Singular Value Decomposition & Principal Component Analysis
For Kat (geometric flash)
SVD is the X-ray of linear maps. Any matrix = rotation → stretch along axes → rotation. The singular values are the stretch factors. PCA asks: “which stretch directions capture most variance?” then projects onto those.
Secret identity: SVD is the canonical form for linear maps between different spaces. Eigendecomposition only works square → square. SVD works any shape.
The deep pattern: Both are asking “what are the natural coordinates that diagonalize this structure?” — same question that drives Fourier, spherical harmonics, quantum measurement bases.
A. EXISTENCE JUSTIFICATION
What broke: Linear algebra gives us matrices, but matrices lie — they mix up “what the transformation actually does” with “what coordinate system we happened to write it in.” We needed a way to see the intrinsic geometry of a linear map: how much it stretches, in which directions, independent of basis choice.
PCA specifically: High-dimensional data is uninterpretable. We needed to find the “true axes” along which data varies most, to compress without losing signal.

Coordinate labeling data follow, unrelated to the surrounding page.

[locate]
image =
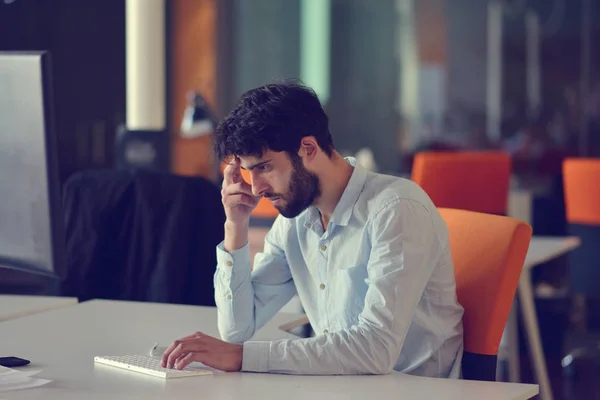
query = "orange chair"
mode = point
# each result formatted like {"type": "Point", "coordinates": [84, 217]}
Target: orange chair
{"type": "Point", "coordinates": [488, 253]}
{"type": "Point", "coordinates": [470, 180]}
{"type": "Point", "coordinates": [264, 210]}
{"type": "Point", "coordinates": [581, 178]}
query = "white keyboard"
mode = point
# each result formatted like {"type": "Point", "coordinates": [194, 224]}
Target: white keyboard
{"type": "Point", "coordinates": [150, 366]}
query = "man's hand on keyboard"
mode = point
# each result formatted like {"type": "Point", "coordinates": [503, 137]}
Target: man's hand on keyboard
{"type": "Point", "coordinates": [206, 349]}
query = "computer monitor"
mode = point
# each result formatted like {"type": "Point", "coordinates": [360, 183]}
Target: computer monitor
{"type": "Point", "coordinates": [31, 217]}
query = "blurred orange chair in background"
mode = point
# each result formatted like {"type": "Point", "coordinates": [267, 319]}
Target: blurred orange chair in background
{"type": "Point", "coordinates": [581, 178]}
{"type": "Point", "coordinates": [470, 180]}
{"type": "Point", "coordinates": [488, 252]}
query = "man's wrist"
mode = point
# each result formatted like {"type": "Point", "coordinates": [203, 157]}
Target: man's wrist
{"type": "Point", "coordinates": [255, 357]}
{"type": "Point", "coordinates": [236, 235]}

B. CORE OBJECTS & MORPHISMS
| Object | Notation | Plain gloss |
|---|---|---|
| Matrix | $A \in \mathbb{R}^{m \times n}$ | Linear map from n-dim to m-dim space |
| Singular values | $\sigma_1 \geq \sigma_2 \geq \cdots \geq \sigma_r > 0$ | The stretch factors, always non-negative, ordered by size |
| Left singular vectors | $u_i \in \mathbb{R}^m$ (columns of $U$) | Output directions — where the stretched vectors land |
| Right singular vectors | $v_i \in \mathbb{R}^n$ (columns of $V$) | Input directions — what gets stretched |
| The decomposition | $A = U\Sigma V^T$ | Any matrix factors into: rotate input → stretch along axes → rotate output |
Structure-preserving maps: Orthogonal transformations $Q$ preserve singular values: $\sigma_i(QA) = \sigma_i(AQ) = \sigma_i(A)$. Singular values are the invariants under rotation.
C. CENTRAL INVARIANTS
What counts as “the same”:
- Two matrices related by orthogonal transformations ($QAR^T$ where $Q, R$ orthogonal) have identical singular values
- Singular values = the intrinsic “shape” of the linear map
Key preserved quantities:
- Rank = number of nonzero singular values (dimension of image)
- Frobenius norm $|A|_F = \sqrt{\sum \sigma_i^2}$ (total “energy”)

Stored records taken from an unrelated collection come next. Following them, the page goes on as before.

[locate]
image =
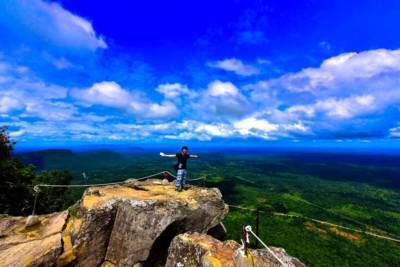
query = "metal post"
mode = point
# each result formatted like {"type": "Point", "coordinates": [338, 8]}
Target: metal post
{"type": "Point", "coordinates": [257, 224]}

- Spectral norm $|A|_2 = \sigma_1$ (maximum stretch)
- Condition number $\kappa = \sigma_1/\sigma_r$ (how “ill-behaved” for numerical work)

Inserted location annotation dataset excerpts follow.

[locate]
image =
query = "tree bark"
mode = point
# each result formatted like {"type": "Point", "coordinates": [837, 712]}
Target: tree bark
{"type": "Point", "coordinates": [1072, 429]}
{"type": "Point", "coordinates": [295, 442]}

For Kat: Singular values are what remains when you quotient out all the rotational freedom. They’re the eigenvalues of the geometry itself.
D. SIGNATURE THEOREMS
1. SVD Existence & Uniqueness
Statement: Every matrix $A \in \mathbb{R}^{m \times n}$ can be written as $A = U\Sigma V^T$ where $U$ is $m \times m$ orthogonal, $V$ is $n \times n$ orthogonal, and $\Sigma$ is $m \times n$ diagonal with non-negative entries.
Importance: This isn’t obvious! Not every matrix is diagonalizable. But every matrix becomes diagonal if you’re allowed to use different orthonormal bases for input and output. The price of generality: you need two rotations, not one.
Plain terms: Every linear map, no matter how twisted, is secretly just “stretch along some axes” if you pick the right coordinate systems on both sides.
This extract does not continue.